It might even sound a little callous or scandalous, but dare I say that God’s divine Word didn’t need to be born to exist. If Mary had said “no” to God, and if Joseph had said “no” to the angel in his dreams, the story indeed would have been different. But God’s divine Word would still exist.

So if this is the case, what’s the point of preaching on John’s cosmic gospel on Christmas Day if there is no birth narrative? After all, Christmas is about the celebration of the birth of Jesus, right?

I actually think that the prologue to John’s gospel does involve a birth narrative. It’s just not like Matthew’s and Luke’s. It doesn’t involve the mother Mary. And it doesn’t involve the baby Jesus. John almost casually includes the detail that “the Word became flesh and lived among us.” He doesn’t include how, where, or when. But there is still a conception, a pregnancy and a birth. It just so happens that we are the ones in whom and through whom Jesus is born. John says, “But to all who received him, who believed in his name, he gave power to become children of God, who were born, not of blood or of the will of the flesh or of the will of man, but of God.”

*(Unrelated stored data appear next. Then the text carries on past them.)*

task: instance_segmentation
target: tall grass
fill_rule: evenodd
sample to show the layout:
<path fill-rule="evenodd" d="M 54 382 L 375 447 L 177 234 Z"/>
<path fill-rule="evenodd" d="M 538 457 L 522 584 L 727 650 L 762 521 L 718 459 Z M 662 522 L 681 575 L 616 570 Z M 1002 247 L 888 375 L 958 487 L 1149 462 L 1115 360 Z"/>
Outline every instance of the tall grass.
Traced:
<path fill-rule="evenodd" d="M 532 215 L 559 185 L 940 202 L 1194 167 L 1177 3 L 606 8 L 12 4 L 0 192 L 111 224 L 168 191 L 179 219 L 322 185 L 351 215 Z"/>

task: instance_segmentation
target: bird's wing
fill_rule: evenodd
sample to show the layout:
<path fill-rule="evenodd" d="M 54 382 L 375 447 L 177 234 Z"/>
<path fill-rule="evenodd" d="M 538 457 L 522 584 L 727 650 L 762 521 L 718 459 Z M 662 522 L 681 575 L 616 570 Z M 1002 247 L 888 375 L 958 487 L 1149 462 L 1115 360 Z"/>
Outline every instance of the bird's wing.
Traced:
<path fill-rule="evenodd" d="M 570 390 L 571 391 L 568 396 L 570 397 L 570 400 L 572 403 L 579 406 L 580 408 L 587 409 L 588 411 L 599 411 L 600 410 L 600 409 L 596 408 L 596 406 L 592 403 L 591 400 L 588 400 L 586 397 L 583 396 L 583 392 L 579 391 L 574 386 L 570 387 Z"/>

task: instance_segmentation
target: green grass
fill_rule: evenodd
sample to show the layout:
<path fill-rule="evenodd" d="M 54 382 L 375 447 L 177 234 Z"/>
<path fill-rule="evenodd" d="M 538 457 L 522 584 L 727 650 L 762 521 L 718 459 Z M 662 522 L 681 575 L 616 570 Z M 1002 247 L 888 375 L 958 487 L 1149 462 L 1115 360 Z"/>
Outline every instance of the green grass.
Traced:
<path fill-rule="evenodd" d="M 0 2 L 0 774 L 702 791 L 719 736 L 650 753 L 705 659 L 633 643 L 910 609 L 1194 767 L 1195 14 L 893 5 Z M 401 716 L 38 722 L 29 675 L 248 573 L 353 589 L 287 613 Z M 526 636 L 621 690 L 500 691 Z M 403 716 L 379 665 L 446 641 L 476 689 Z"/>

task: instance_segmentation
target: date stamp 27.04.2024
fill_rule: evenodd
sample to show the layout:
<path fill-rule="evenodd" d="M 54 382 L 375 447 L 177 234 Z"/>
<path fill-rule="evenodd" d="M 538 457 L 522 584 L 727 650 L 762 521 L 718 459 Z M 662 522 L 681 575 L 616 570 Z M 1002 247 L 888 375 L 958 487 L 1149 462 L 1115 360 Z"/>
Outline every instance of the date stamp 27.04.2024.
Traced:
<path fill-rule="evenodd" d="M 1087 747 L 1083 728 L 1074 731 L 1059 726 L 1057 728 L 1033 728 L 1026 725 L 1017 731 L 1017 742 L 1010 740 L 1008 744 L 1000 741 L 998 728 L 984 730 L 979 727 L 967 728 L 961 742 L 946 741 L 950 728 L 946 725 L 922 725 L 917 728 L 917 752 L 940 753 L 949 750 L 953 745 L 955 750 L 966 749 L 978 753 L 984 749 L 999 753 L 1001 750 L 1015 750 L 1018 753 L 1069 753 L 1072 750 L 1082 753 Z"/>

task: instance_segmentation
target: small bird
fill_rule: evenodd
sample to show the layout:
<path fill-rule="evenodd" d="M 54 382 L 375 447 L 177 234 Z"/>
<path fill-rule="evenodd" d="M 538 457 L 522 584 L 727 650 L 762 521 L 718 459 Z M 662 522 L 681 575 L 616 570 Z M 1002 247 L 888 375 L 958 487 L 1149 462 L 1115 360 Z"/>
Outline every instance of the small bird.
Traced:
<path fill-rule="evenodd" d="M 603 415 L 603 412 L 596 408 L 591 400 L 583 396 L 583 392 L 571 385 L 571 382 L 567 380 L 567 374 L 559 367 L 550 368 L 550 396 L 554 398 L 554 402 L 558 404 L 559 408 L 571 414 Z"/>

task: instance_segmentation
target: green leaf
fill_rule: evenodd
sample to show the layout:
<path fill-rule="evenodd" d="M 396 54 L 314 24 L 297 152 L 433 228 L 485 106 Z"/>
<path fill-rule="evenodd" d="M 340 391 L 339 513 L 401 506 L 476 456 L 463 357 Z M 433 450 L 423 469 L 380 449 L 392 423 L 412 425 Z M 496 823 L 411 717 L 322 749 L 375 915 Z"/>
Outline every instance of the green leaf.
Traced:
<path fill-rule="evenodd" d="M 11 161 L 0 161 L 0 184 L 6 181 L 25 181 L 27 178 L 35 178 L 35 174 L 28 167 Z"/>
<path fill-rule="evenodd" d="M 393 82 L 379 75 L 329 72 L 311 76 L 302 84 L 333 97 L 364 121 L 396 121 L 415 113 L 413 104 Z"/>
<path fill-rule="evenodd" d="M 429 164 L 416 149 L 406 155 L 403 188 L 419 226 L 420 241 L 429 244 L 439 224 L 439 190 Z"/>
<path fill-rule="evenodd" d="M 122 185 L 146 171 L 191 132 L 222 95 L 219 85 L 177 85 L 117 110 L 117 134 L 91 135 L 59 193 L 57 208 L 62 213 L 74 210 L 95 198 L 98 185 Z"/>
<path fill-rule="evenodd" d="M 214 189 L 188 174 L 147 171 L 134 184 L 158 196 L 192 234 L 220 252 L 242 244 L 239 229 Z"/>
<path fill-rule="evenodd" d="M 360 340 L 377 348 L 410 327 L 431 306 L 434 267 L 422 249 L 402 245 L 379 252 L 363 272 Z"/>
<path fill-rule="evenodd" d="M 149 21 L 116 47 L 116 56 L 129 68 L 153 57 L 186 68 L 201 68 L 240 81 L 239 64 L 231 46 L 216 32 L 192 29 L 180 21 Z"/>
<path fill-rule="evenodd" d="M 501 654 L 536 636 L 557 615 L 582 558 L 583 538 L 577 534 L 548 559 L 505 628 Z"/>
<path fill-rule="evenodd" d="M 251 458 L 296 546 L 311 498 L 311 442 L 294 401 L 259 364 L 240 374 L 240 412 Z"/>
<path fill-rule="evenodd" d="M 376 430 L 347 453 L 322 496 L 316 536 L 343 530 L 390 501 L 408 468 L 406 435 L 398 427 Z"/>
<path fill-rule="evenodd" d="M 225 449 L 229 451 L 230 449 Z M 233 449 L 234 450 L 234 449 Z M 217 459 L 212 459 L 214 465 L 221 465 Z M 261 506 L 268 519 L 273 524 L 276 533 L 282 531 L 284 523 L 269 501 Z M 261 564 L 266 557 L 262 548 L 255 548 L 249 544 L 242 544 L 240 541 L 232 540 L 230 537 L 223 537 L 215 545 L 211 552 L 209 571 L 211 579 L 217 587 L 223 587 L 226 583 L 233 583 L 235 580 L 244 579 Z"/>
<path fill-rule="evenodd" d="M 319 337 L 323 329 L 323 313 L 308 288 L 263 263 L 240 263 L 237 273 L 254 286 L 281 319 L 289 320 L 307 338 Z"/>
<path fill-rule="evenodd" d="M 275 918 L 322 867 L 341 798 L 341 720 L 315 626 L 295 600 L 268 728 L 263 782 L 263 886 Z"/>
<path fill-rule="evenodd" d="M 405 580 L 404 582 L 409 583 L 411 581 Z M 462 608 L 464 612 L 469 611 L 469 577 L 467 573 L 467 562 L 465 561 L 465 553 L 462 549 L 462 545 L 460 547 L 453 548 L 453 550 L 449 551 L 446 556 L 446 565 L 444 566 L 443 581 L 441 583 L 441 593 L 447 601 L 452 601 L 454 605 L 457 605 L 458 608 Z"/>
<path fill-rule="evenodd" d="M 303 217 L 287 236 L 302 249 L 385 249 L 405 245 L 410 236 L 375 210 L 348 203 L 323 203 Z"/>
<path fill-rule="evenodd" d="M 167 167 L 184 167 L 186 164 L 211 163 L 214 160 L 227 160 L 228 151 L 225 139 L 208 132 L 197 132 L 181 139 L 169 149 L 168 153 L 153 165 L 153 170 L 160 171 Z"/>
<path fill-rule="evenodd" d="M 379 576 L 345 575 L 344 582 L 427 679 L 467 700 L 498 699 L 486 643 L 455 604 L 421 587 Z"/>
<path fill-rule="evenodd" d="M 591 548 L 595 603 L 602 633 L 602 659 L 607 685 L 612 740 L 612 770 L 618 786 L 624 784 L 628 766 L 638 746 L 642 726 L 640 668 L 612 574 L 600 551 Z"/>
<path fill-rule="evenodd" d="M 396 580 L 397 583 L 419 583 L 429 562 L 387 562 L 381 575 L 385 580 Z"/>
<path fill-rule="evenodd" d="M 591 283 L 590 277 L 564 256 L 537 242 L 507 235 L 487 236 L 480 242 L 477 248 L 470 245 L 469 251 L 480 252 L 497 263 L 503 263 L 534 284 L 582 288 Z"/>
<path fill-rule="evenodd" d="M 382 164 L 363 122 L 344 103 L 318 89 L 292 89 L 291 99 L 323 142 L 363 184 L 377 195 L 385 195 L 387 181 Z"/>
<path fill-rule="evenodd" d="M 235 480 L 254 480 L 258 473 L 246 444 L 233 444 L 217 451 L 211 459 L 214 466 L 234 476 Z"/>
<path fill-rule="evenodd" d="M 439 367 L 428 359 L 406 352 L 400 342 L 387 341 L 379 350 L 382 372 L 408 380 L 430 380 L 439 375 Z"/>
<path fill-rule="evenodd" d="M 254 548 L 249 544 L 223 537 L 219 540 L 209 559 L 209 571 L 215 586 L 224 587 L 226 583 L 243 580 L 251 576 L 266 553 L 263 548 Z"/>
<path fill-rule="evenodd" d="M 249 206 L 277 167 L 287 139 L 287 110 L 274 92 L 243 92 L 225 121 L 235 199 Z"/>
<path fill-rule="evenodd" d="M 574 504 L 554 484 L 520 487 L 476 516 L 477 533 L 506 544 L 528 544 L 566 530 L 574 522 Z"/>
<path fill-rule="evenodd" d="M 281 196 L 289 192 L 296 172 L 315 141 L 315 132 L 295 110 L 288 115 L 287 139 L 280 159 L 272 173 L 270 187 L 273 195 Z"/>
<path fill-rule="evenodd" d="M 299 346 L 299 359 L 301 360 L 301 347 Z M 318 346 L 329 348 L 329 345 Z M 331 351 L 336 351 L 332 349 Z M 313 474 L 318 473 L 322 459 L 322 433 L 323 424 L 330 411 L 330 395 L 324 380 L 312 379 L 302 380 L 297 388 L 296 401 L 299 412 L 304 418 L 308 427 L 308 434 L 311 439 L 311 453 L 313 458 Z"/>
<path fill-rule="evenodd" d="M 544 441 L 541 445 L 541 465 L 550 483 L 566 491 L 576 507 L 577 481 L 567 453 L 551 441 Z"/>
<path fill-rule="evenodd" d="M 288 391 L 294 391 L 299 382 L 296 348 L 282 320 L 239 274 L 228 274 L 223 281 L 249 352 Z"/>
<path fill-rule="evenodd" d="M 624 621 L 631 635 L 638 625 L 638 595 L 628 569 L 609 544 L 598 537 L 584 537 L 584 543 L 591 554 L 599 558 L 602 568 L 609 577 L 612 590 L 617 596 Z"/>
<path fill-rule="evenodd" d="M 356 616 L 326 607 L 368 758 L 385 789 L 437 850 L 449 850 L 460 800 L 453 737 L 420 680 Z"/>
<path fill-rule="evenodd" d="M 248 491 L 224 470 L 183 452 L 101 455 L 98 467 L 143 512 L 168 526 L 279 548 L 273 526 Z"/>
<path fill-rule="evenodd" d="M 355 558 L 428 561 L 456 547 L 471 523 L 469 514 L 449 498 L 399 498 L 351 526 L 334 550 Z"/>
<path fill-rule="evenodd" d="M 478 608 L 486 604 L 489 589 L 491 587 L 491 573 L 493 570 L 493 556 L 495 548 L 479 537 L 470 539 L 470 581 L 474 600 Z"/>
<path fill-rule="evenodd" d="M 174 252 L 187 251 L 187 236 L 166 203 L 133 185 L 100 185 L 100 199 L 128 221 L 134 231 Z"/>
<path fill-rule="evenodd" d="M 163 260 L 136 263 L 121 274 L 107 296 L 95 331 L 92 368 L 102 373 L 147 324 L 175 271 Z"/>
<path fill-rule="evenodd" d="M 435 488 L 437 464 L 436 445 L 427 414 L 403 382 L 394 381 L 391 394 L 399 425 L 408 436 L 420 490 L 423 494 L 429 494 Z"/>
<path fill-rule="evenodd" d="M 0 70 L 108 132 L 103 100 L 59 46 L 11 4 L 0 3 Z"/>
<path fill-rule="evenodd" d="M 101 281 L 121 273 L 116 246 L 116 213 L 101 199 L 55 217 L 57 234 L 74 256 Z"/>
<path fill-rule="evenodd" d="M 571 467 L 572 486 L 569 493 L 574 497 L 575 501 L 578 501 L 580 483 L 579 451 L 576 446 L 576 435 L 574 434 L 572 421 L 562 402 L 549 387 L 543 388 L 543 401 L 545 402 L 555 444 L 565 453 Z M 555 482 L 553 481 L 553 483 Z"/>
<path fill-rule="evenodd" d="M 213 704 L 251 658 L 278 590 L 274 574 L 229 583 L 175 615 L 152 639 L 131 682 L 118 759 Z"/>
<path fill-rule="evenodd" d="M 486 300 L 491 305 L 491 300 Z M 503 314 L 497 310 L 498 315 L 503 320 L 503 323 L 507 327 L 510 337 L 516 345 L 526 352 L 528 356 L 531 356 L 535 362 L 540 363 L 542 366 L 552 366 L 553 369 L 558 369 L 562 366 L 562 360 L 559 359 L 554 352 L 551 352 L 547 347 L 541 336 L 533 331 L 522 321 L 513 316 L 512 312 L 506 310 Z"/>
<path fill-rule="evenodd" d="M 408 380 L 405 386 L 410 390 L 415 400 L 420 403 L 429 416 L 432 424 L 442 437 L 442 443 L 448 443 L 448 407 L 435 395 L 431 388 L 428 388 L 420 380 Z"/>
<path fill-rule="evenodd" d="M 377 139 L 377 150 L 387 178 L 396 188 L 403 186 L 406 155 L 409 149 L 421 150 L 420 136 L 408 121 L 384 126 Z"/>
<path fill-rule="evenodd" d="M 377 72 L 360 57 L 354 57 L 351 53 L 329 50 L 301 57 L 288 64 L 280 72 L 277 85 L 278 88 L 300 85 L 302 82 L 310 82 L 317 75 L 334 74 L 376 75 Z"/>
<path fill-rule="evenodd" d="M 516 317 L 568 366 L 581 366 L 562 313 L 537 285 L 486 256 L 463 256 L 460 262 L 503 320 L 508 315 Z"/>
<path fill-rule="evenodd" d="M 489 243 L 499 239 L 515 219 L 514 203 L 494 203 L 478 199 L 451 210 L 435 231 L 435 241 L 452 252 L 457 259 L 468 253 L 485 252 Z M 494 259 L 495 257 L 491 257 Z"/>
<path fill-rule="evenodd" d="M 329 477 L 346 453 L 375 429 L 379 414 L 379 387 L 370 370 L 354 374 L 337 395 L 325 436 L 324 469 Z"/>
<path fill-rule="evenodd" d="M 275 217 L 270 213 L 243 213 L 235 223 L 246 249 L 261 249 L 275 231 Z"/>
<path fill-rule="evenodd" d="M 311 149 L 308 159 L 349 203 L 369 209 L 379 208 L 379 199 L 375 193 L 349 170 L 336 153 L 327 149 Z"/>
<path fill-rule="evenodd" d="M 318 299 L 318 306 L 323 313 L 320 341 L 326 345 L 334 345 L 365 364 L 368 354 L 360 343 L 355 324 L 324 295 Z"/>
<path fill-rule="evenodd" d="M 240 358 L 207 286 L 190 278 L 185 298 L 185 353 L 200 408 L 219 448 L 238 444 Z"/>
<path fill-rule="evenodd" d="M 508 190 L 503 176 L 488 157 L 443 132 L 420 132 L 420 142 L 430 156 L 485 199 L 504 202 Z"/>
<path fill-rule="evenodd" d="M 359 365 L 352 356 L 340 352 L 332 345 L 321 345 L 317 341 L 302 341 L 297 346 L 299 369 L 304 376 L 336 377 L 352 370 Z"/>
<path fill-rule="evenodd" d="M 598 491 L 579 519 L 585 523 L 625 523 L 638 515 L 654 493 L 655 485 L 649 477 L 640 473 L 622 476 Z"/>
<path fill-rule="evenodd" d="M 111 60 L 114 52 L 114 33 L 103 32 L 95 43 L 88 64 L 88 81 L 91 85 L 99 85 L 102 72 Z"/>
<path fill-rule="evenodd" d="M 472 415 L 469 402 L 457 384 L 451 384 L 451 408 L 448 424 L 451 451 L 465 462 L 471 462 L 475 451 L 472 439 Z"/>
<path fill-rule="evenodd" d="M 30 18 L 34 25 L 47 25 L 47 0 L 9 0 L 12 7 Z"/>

John is inviting us to receive Christ, and to believe in his name. And in doing so, the great mystery of Christmas is that it is we who are born on this day…not of the flesh, but of God. And every Christmas we are invited, like the mother Mary, to “ponder these things in our heart.” And in so doing, we can be born again each and every time we make room in our hearts and in our lives for Christ to dwell within us. It is we who are carrying and giving birth to the Good News of Jesus Christ in the world. And the great mystery of Christmas is that in so doing, it is we who are being born anew in Christ Jesus.